Juliet Woodcock looks at the latest innovations in the built environment from around the world.
Tom Robinson, founder of Adaptavate, has been named the Shell LiveWIRE Young Entrepreneur of the Year, winning £30,000 in start-up funding for his invention Breathaboard, a plant-based alternative to plasterboard that locks CO2 into buildings.
A builder originally, Tom’s intention is to create a moisture absorbing board that will facilitate what he describes as “healthier people in healthier homes.” His invention is 75% bio-based and the remainder a mineral-binder – non-cementitious – so at the end of its life, Breathaboard is 100% compostable.
Tom explained to R&R: “We are trying to create a board that is a fundamental shift in the way we make materials that will grow into the materials of the future; but what is really important to me is that we’re trying to address the issue of moisture in buildings – that will be the main selling point.”
Financial backing for R&D is in place; as is funding with Bath University to quantify the performance of the product, while Tom is in the process of gaining accreditations such as the BRE Green Guide Rating, but as he reveals, this is a lengthy process – still being at the design stage for the factory to produce the board. The only results back at this early stage of testing is for thermal conductivity, which is half that of traditional plasterboard at 0.089 W/mK.
Meanwhile in Italy, an Italian construction firm has developed a ‘biodynamic’ mortar that is able to remove pollutants from the air automatically. The mortar, which is made from recycled scraps of marble and left over aggregate, absorbs nitrogen oxide and sulphur pollution and converts it into harmless salts. It uses a titanium catalyst that is activated by ultraviolet light to drive the chemical reaction. The salts then wash off the walls when it rains. It has already been used to create a building in Milan called the Palazzo Italia, which was completed for the World Fair in the city in 2015.
Looking further north, researchers from KTH Royal Institute of Technology in Stockholm have developed a transparent wood material that could change the way we construct buildings and solar panels, as well as make glass windows a thing of the past.
The new material is suitable for mass production, the researchers say, and is a low-cost renewable resource. To create the transparent wood, researchers chemically removed lignin from samples of commercial balsa wood. Lignin being a structural polymer in plants and can be found in the cell walls, blocking 80 to 95 percent of light from passing through.
This alone, however, didn’t result in creating a transparent material.
Removing lignin makes the wood white, so researchers added added acrylic to the wood to allow light to pass through.
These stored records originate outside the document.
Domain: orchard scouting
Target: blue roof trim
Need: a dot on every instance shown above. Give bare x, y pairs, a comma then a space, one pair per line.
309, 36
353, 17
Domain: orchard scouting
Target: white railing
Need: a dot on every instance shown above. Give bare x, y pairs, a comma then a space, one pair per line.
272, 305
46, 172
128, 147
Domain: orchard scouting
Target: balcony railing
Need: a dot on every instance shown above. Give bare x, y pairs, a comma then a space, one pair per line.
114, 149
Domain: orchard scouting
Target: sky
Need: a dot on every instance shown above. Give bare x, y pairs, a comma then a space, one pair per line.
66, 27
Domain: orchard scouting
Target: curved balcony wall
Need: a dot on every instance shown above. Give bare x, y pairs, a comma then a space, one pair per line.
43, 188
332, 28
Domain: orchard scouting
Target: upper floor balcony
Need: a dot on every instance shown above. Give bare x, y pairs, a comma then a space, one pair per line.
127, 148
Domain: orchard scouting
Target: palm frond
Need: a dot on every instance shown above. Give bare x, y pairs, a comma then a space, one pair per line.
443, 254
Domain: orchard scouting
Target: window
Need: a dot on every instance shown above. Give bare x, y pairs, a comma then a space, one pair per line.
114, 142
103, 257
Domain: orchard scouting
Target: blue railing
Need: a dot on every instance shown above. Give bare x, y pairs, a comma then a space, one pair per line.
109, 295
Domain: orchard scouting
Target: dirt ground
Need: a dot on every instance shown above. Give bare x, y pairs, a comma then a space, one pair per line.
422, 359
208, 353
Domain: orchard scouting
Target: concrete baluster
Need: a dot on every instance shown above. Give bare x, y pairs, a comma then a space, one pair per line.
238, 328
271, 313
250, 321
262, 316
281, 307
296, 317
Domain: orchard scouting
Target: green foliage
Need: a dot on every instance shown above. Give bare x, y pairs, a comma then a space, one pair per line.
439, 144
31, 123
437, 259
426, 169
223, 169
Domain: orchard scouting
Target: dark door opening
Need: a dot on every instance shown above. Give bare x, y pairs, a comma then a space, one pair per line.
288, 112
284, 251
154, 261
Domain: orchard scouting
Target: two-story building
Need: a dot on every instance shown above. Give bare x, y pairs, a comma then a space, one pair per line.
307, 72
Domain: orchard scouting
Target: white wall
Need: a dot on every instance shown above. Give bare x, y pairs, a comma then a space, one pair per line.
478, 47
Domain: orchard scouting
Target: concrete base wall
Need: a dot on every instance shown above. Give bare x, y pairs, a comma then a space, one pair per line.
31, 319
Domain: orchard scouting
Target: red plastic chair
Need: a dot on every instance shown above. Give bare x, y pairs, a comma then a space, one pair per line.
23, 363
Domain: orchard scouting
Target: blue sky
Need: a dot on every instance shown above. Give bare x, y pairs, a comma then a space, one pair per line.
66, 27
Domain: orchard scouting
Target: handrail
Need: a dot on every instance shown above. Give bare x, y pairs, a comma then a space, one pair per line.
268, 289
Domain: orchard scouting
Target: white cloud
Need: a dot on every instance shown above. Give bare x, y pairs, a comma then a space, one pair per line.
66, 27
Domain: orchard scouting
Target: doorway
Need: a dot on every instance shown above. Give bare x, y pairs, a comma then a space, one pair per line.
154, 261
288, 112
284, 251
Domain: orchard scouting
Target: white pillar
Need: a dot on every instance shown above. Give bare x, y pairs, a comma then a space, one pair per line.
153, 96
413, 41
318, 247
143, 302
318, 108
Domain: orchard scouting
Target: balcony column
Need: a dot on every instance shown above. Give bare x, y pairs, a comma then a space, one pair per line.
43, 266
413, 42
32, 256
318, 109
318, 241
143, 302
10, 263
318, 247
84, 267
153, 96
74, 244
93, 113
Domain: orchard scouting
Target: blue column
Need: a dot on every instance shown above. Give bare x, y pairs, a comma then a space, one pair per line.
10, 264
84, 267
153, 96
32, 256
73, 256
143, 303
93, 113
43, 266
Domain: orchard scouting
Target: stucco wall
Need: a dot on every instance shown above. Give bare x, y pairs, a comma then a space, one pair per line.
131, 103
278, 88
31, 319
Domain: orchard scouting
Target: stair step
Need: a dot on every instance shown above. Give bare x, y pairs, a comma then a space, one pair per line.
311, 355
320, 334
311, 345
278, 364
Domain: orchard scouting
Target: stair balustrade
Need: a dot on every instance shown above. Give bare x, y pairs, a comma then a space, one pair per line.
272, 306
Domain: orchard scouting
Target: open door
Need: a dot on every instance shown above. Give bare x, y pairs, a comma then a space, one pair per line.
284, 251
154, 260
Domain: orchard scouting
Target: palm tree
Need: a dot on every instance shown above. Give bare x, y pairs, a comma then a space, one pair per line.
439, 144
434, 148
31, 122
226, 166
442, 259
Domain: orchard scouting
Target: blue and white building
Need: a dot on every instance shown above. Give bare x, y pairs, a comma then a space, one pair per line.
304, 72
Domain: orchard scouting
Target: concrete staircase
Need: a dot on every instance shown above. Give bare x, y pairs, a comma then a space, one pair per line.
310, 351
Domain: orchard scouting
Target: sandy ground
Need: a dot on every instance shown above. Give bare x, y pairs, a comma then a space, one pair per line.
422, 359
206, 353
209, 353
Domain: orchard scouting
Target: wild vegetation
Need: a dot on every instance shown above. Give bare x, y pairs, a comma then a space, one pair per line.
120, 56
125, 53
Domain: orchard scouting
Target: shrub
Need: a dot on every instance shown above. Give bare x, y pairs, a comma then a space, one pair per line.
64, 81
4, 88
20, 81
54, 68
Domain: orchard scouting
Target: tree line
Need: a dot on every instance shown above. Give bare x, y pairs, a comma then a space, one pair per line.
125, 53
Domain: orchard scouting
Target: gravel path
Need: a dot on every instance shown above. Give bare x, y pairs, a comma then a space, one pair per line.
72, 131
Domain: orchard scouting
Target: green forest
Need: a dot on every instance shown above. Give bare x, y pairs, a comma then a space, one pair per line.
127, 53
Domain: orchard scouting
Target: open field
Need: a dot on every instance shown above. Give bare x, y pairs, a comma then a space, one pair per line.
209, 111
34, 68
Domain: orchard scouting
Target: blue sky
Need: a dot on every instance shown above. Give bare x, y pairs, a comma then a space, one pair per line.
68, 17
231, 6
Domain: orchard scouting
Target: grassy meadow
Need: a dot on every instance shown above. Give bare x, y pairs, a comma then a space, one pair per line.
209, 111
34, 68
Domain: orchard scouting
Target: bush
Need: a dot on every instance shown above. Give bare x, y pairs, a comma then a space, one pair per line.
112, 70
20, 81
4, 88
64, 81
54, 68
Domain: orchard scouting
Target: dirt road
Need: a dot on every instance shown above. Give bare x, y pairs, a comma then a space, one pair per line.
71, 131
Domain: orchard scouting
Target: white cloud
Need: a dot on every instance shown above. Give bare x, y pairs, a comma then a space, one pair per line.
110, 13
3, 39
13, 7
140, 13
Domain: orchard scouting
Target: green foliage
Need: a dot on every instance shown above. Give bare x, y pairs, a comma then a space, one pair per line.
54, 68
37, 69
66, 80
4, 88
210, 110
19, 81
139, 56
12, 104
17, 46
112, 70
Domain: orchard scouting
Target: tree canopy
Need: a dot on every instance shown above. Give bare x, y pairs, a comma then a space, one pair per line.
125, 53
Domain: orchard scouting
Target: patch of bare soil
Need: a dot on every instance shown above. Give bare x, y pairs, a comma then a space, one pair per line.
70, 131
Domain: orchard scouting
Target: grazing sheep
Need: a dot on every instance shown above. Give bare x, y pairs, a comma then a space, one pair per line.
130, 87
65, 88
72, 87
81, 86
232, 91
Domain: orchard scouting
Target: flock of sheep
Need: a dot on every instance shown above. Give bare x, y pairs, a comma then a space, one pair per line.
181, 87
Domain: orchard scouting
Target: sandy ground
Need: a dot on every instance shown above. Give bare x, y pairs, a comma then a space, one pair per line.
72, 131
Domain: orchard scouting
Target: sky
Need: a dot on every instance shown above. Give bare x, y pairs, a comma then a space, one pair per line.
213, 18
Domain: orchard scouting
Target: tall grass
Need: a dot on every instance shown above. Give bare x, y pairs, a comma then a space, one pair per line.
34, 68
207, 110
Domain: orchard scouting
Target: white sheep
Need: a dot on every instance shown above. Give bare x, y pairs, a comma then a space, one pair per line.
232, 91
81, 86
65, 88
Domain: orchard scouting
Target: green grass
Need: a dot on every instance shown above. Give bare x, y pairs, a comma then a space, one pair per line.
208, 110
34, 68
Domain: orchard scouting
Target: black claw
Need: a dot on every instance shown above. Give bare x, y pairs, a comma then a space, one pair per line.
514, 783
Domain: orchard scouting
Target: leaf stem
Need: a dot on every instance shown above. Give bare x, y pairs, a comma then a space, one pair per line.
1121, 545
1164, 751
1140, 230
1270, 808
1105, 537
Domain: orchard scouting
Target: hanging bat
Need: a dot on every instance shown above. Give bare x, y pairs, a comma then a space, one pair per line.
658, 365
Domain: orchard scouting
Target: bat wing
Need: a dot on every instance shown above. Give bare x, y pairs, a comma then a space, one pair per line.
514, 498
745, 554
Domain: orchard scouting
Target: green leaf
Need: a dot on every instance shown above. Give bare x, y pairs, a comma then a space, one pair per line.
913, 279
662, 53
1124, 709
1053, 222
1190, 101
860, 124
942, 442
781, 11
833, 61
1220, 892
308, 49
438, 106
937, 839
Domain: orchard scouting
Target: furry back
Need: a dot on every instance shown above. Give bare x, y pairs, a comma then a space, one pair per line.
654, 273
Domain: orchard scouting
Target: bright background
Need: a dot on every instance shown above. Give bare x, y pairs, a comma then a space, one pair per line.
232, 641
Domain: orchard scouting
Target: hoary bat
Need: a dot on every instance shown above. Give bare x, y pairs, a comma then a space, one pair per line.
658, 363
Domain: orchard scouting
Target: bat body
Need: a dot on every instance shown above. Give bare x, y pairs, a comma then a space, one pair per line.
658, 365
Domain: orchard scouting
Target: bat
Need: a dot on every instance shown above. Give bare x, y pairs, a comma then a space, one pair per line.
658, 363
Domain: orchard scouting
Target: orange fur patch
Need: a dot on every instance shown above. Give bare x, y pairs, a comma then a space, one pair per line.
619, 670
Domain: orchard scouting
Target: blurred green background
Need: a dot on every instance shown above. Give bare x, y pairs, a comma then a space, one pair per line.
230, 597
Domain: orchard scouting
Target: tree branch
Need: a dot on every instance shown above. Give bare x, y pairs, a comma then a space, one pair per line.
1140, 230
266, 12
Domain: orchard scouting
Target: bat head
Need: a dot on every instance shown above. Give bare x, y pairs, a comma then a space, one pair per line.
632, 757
Cement is still one of the most widely used materials in construction, but also one of the largest contributors to harmful carbon emissions, said to be responsible for around 7 per cent of annual global emissions. Researchers at Bath University, meanwhile, are trying to overcome the problem of cracking in concrete, by developing a self-healing mix; containing bacteria within microcapsules, which will germinate when water enters a crack in the matrix. This will produce limestone, plugging the crack before water and oxygen has a chance to corrode the steel reinforcement.
Kinetic energy is another area of science under the microscope; with Pavegen creating a “transponder” type technology that enables flooring to harness the energy of footsteps. It can be used indoors or outdoors in high traffic areas, and generates electricity from pedestrian footfall using an electromagnetic induction process and flywheel energy storage. The technology is best suited to transport hubs where a large flow of people will pass over it.
Who knows what our bright young things will invent next? However if we can’t halt the slide in education standards – especially for mathematics and science – and bring on a new generation of inventors as well as savvy building professionals, we may find that we not simply dealing with a skills shortage, but a chasm our industry cannot climb out of.